Friday, August 15, 2014

Defending Freedom of Speech When It's Actually Threatened


The events in Ferguson, MO, are appalling for a number of reasons. Let me understate it by saying when citizens are trying to get answers for why police shot an unarmed kid and left his body lying in the street, it is overkill for a militarized police force to fire rubber bullets and tear gas into crowds of unarmed protestors. Many others have more incisive takes on all this than I will ever have and I leave it to them.

However, one thing that does strike me is the very real abuses of the First Amendment in all this. Two reporters were arrested after taking pictures of police officers in a McDonald’s. The police fired tear gas into a network’s camera crew and dismantled their equipment. These are real examples of the government arresting and/or harassing journalists to prevent them from doing their jobs of keeping the public informed, not to mention harassing the unarmed public from assembling.

I’m sure plenty of people are outraged about this, given what I’ve been reading. I’m also sure that the outrage will be nothing compared to the sustained howling that happened during a completely imaginary First Amendment violation: When the network suspended Duck Dynasty after its cast said some unsavory things.

Remember that? First Amendment Weekend Warriors were screaming about how that reality show star’s freedom of speech rights were violated. Was he rotting in some gulag somewhere after being convicted in a show trial and nobody ever heard from him again? No, the show just went off the air for awhile. Nobody suppressed this guy’s freedom of speech. The worst thing that happened was a few weeks of reruns. Compare that to the Tiananmen Square in Missouri.

There simply was no First Amendment violation in the case of Duck Dynasty and to believe otherwise is to be willfully ignorant of what our foundational American rights actually entail. These are the people who start arguments online and when someone challenges them, they say, “You can’t tell me to shut up!!1! Ever heard of a little thing called the Constitution?!!!???!!” In short, the duck guy can’t be arrested for saying what he said but the network was well within its rights to deny him a platform. Speech is free; airtime is not.

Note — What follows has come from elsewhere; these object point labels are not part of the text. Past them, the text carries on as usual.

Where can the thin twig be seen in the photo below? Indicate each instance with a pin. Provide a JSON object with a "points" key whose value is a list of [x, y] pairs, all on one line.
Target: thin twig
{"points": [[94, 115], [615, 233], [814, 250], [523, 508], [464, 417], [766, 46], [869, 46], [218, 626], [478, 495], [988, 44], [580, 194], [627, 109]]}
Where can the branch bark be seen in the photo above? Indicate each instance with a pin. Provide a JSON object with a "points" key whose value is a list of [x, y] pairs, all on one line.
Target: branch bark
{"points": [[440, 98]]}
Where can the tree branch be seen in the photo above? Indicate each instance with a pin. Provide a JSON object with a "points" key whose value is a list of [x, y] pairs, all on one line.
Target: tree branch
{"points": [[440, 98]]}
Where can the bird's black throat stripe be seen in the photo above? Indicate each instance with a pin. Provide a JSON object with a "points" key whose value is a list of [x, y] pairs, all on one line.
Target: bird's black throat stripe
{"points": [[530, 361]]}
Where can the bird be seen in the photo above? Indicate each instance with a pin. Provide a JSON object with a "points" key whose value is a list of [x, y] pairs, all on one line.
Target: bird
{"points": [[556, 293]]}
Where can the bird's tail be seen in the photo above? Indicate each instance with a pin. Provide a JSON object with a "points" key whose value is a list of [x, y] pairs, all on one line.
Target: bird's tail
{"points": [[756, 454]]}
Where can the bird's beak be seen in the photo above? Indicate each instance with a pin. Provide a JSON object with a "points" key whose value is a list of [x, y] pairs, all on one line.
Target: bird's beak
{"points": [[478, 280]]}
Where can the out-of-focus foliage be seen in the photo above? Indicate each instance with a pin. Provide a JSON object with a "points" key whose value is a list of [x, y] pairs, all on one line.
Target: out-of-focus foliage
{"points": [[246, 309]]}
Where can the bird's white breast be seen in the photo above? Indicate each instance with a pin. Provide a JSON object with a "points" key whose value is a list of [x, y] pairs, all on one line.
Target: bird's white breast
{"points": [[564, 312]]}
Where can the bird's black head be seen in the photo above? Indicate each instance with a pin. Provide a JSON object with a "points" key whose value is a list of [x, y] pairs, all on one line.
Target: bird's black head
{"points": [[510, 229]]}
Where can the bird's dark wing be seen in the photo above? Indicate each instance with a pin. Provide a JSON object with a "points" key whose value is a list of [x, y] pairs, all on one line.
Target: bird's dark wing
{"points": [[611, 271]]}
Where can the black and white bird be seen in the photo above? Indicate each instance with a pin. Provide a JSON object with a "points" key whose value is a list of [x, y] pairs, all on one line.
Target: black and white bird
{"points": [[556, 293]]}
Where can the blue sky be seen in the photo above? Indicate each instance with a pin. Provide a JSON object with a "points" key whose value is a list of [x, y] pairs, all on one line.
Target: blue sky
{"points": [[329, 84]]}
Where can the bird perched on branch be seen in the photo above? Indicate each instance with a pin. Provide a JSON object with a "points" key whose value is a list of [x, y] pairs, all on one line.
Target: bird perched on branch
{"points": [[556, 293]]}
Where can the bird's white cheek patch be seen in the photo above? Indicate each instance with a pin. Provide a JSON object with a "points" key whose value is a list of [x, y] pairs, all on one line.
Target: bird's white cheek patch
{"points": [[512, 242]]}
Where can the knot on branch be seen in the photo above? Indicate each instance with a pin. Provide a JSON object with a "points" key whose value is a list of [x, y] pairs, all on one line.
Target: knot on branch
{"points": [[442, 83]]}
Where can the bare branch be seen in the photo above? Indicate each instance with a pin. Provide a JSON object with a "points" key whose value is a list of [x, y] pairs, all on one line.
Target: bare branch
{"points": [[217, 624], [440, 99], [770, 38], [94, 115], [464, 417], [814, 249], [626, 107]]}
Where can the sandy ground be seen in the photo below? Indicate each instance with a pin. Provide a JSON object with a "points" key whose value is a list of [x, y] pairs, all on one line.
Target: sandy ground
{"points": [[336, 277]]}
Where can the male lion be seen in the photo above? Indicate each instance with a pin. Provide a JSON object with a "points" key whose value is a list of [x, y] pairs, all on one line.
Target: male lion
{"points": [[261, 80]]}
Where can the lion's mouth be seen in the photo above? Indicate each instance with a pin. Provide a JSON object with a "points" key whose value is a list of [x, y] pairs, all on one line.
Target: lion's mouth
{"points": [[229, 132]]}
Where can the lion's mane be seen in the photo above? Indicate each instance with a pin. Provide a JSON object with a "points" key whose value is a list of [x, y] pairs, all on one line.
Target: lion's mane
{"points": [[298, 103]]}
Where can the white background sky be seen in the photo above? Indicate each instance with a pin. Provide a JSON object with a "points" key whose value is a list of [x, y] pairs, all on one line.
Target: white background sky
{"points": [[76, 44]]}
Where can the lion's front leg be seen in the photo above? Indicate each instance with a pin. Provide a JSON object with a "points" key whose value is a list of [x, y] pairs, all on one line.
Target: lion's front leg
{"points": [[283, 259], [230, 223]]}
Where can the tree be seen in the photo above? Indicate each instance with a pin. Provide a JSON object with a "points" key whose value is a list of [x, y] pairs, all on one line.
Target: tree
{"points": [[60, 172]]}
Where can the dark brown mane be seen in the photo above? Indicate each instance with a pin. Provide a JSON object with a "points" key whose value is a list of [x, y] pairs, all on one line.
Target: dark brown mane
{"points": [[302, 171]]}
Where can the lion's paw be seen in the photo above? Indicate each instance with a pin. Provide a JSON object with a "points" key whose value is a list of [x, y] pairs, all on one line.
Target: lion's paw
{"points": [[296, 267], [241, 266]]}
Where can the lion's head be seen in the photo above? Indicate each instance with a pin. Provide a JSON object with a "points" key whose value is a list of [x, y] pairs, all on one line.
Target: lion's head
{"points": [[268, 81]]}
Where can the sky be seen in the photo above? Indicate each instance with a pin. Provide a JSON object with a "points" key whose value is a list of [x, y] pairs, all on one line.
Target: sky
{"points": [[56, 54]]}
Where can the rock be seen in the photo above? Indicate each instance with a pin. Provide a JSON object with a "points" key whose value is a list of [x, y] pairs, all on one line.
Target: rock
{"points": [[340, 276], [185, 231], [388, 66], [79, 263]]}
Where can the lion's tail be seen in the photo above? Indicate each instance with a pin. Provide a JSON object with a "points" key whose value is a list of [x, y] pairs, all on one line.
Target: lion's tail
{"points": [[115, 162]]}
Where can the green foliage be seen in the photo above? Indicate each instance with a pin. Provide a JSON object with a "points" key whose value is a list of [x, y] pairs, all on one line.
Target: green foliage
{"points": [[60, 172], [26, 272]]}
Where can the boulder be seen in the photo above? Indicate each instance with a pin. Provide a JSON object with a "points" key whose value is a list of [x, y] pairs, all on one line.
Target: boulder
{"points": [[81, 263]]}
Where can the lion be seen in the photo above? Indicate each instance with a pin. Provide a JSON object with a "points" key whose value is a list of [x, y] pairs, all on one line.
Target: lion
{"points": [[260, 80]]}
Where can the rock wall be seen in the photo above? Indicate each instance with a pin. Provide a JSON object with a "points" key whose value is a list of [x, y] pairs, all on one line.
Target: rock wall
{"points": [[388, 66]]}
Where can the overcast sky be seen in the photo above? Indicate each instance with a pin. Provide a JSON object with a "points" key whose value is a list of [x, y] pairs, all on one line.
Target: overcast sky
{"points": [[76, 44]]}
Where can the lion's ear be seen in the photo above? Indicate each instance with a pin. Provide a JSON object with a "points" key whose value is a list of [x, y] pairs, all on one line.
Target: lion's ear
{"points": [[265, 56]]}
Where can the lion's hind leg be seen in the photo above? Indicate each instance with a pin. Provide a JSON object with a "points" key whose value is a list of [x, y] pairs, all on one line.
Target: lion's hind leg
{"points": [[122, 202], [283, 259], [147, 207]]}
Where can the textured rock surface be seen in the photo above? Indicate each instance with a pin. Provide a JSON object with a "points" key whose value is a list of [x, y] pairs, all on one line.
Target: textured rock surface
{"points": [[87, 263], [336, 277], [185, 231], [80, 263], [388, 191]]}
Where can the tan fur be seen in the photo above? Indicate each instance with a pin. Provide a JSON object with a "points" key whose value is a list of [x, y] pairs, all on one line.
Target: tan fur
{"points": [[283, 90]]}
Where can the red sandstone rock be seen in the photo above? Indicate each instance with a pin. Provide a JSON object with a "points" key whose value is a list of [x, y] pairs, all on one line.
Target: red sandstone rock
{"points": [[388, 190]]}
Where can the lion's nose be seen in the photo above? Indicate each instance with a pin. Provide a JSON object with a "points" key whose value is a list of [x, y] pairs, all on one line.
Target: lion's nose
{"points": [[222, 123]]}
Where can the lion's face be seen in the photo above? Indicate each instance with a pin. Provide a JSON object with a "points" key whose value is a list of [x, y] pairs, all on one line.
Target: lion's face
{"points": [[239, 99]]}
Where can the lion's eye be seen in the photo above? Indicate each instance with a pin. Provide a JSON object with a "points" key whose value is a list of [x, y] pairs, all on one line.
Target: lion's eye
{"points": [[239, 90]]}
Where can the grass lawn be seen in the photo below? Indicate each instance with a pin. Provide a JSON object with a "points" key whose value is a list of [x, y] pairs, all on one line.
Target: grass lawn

It strikes me that we are much more passionate about defending the speech that entertains us and disrupts our reality TV shows than about defending speech when its suppression threatens the public good in a real way. The fact that police in riot gear with anti-landmine vehicles are threatening the public and journalists is just one of the horrific things going on in Ferguson and I hope it gets much more attention than some hirsute people who make duck-related products.